The final novel I will discuss is Age of Iron, in which an old white South African woman who was a classics professor becomes terminally ill. The novel takes the form of a letter to the woman’s daughter in Canada. She is completely alone and allows a homeless black man to live with her, drive her around, and listen to her one-sided conversations (he rarely speaks). Two young black men, the son of her housekeeper and his friend, are murdered by the police, and the woman protests vehemently but ineffectually (even this harmless, liberal old woman concedes that the system was designed to protect “people like her”, thus conceding her own complicity in the violence) against the state of affairs in the country. It is Coetzee’s most explicit political commentary on South African politics. It is a powerful and thought-provoking meditation on mortality, which also features Coetzee’s first attempts at the confessional style he will later perfect.
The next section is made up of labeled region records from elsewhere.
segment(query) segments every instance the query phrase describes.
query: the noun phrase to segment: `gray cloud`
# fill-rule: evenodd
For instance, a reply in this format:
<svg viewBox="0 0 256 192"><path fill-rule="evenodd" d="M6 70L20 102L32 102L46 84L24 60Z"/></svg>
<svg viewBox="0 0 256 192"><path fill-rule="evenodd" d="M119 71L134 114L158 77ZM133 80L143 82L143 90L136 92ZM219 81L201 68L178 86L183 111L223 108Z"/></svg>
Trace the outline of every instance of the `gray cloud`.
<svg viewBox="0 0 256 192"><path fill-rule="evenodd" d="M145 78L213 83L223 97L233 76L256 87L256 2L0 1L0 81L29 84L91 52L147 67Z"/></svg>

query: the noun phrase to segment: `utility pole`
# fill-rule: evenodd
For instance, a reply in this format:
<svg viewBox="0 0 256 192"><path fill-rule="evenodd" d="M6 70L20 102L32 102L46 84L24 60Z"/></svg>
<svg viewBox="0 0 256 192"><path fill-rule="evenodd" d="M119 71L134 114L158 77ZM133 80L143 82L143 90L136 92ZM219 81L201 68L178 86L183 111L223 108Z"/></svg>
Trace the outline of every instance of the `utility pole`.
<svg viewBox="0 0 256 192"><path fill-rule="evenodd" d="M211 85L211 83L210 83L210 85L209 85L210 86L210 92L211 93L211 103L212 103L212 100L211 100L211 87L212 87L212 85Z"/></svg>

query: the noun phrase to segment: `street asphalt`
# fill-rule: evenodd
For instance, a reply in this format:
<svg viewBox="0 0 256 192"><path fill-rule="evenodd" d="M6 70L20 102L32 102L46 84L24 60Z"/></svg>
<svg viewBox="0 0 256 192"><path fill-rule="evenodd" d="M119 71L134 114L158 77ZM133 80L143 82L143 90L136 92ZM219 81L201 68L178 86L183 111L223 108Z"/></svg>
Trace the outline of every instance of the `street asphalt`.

Albert Camus said that “the whole of Kafka’s art consists in compelling the reader to re-read him.” This is high praise that can only be applied rarely, though subjectively, in the canons of literature. Borges, Chekhov, perhaps, for shorter fiction. For longer fiction, the universality and depth of human experience captured by Homer, Shakespeare, and Tolstoy makes them the undeniably strongest precursors to their literary inheritors. Below this holy trinity, the slopes of the literary Olympus become more and more populated the farther down one goes. John Coetzee will never be as re-readable as Kafka, nor does he reach the rarified heights of the summit (or of one of his heroes, Dostoevsky); nevertheless, by great imaginative skill and intellectual tenacity he has climbed higher up the mountain than any of his coevals. That is a significant achievement, and a gift to readers like me.